Investor Cenderung Berhati-hati, Harga Mayoritas SBN Menguat

Jakarta, CNBC Indonesia - Harga mayoritas obligasi pemerintah atau Surat Berharga Negara (SBN) ditutup menguat pada perdagangan Rabu (3/11/2021), di mana investor cenderung bermain aman jelang pengumuman rapat dari bank sentral Amerika Serikat (AS) pada Kamis (4/11/2021) dini hari waktu Indonesia.
Mayoritas investor kembali ramai memburu SBN pada hari ini, ditandai dengan melemahnya imbal hasil (yield). Hanya SBN bertenor 3 dan 30 tahun yang masih cenderung dilepas oleh investor, ditandai dengan kenaikan yield-nya. Sedangkan yield SBN berjatuh tempo 20 dan 25 tahun cenderung stagnan.
Melansir data dari Refinitiv, yield SBN bertenor 3 tahun menguat 0,7 basis poin (bp) ke level 4,036% dan yield SBN berjatuh tempo 30 tahun naik 0,8 bp ke level 6,826%. Sedangkan yield SBN dengan tenor 20 dan 25 tahun cenderung stagnan di level masing-masing 7,02% dan 7,179%.
Sementara untuk yield SBN dengan tenor 10 tahun yang merupakan yield acuan obligasi negara berbalik melemah 1,3 bp ke level 6,228%. Yield berlawanan arah dari harga, sehingga turunnya yield menunjukkan harga obligasi yang sedang menguat, demikian juga sebaliknya. Satuan penghitungan basis poin setara dengan 1/100 dari 1%.
Meskipun sebagian besar investor cenderung memburu pasar saham dalam negeri pada hari ini, namun sebagian lainnya cenderung bermain aman dengan memburu pasar obligasi pemerintah Indonesia.
Hal ini juga sejalan dengan pergerakan yield obligasi pemerintah AS (Treasury) yang juga melemah pada pagi hari ini waktu AS.
Dilansir data dari CNBC International, yield Treasury acuan bertenor 10 tahun melemah 1,4 bp ke level 1,533% pada pukul 07:00 pagi waktu AS, dari sebelumnya pada penutupan perdagangan Selas (2/11/2021) kemarin di level 1,547%.
Bank sentral AS (Federal Reserve/The Fed) akan mengakhiri pertemuan Komite Pengambil Kebijakan (Federal Open Market Committee/FOMC) yang telah berlangsung selama dua hari pada hari ini pukul 14:00 waktu AS atau Kamis dini hari pukul 01:00 WIB, diikuti oleh konferensi pers dengan Ketua Jerome Powell.
Pasar berekspektasi The Fed akan memulai melakukan progeram pengurangan pembelian obligasi atau tapering.

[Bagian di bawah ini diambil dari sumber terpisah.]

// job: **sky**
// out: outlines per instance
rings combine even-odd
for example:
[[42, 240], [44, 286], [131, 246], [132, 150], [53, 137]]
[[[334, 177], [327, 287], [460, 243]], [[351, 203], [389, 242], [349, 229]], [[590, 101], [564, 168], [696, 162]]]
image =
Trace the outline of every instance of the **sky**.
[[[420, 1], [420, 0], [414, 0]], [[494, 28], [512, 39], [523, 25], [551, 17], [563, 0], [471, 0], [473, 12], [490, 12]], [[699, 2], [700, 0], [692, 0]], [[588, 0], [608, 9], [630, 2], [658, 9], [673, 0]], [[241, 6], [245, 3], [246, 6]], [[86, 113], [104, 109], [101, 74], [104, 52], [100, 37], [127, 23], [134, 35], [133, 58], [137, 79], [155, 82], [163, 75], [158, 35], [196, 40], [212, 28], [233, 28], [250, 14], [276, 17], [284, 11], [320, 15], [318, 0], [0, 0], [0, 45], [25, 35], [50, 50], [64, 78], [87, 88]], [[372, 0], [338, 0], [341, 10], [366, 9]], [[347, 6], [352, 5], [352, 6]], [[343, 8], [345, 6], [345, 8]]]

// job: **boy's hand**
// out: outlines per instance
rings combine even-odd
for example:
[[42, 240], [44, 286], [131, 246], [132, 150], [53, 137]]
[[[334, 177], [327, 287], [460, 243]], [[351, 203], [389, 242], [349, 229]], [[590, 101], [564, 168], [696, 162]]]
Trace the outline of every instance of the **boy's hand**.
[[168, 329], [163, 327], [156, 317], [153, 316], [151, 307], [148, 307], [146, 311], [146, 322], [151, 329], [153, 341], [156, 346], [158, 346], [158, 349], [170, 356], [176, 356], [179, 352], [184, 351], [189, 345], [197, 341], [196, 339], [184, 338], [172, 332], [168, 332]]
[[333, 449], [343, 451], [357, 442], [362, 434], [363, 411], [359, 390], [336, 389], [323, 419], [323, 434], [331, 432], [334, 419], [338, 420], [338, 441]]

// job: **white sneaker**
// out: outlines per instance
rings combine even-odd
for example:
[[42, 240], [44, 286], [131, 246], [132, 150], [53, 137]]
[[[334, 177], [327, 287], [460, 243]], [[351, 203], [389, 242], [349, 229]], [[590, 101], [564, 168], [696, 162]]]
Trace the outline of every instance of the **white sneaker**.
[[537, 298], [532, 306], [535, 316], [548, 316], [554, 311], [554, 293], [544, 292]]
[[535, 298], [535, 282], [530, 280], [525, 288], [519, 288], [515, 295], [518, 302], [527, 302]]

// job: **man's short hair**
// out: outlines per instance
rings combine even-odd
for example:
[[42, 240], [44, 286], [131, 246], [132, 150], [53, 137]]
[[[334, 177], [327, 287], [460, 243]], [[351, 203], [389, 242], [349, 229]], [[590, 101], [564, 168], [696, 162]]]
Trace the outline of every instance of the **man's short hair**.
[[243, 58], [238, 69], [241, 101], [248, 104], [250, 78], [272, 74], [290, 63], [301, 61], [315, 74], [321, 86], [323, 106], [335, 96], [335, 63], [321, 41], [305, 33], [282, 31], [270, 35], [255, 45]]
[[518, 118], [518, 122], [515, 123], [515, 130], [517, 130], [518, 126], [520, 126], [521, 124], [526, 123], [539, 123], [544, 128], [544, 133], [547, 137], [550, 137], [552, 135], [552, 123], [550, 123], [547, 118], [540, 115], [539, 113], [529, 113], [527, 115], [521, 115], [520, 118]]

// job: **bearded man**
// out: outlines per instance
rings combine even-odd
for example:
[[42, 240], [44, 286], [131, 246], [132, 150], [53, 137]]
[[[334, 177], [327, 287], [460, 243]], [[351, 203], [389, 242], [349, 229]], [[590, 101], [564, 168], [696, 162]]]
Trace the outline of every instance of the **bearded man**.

Sebagai awalan, pembelian surat berharga diperkirakan bakal berkurang US$ 15 miliar.
Nantinya pembelian surat berharga diperkirakan berkurang US$ 15 miliar setiap bulannya. Dengan kecepatan itu, maka tapering akan selesai dalam delapan bulan atau pertengahan tahun 2022.
Akan tetapi, sepertinya tapering pada tahun ini tidak akan membawa malapetaka seperti pada 2013-2015. Sebab, seperti yang sudah disampaikan, komunikasi The Fed berjalan dengan baik sehingga pasar punya waktu untuk menyesuaikan diri.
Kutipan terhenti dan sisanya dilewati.